Background
Our goal for the project is to produce a system that is accurate, finegrained, and timely. The primary measures of forecast accuracy are for season start and peak; the magnitude of cases is generally a secondarily concern. In addition to the general public, an important target audience for GFT has been public health officials, who can benefit from reliable daily
estimates and often make far-reaching decisions based on predicted flu incidence (such as how to stock and distribute vaccine, and the content of public health messaging). During the development of GFT we met regularly with a variety of health officials, and we convened with more than a dozen leaders from around the world in 2010.
The original GFT model was created in 2008 and released in multiple countries. The country selection was limited by availability of "ground truth" data in the form of incidence reports of ILI, typically provided by a national or international public health agency. The flu surveillance data itself was publicly available or acquired via a partnership license.
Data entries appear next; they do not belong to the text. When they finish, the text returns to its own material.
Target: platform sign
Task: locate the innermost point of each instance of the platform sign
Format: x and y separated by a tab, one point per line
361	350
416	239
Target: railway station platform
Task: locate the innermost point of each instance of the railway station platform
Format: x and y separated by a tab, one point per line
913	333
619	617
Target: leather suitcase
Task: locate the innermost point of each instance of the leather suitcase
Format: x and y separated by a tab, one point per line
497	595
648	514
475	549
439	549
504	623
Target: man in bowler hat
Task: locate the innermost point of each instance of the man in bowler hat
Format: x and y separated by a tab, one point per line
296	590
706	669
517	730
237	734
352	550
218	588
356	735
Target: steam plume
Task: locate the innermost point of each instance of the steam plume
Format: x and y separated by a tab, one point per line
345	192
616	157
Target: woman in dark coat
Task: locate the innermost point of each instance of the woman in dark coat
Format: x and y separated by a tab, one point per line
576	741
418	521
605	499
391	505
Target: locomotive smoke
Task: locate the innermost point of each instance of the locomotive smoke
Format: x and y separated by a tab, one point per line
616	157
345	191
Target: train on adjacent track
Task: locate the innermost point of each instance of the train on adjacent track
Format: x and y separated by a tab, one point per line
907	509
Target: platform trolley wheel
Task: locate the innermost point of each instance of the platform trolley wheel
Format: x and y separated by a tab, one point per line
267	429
Since the initial model’s release, there has been one update in response to slightly underestimating 2009 H1N1 swine flu (PloS 2011). From the launch in 2008 until the 2012-13 season, the highest estimation error for national flu incidence was 1.13 percentage points (week starting Jan. 1, 2012: CDC data 1.74%, GFT estimate 2.86%), and the mean absolute error during this period across all weekly estimates was 0.30 percentage points. However, in the 2012-13 season, the overestimation peaked at 6.04 percentage points, an estimate more than twice the CDCreported incidence (week starting Jan. 13: CDC data 4.52%, GFT estimate 10.56%). (Also see Nature 2/13/13, When Google got Flu Wrong for an
external report.) This paper addresses several questions related to our model’s recent performance: Why were this
season’s predictions so high? Is our model too simple? Were there unforeseen side effects from the 2009 update? Does this reveal a phenomenon not captured in incidence data provided by the US Centers for Disease Control and Prevention (CDC)?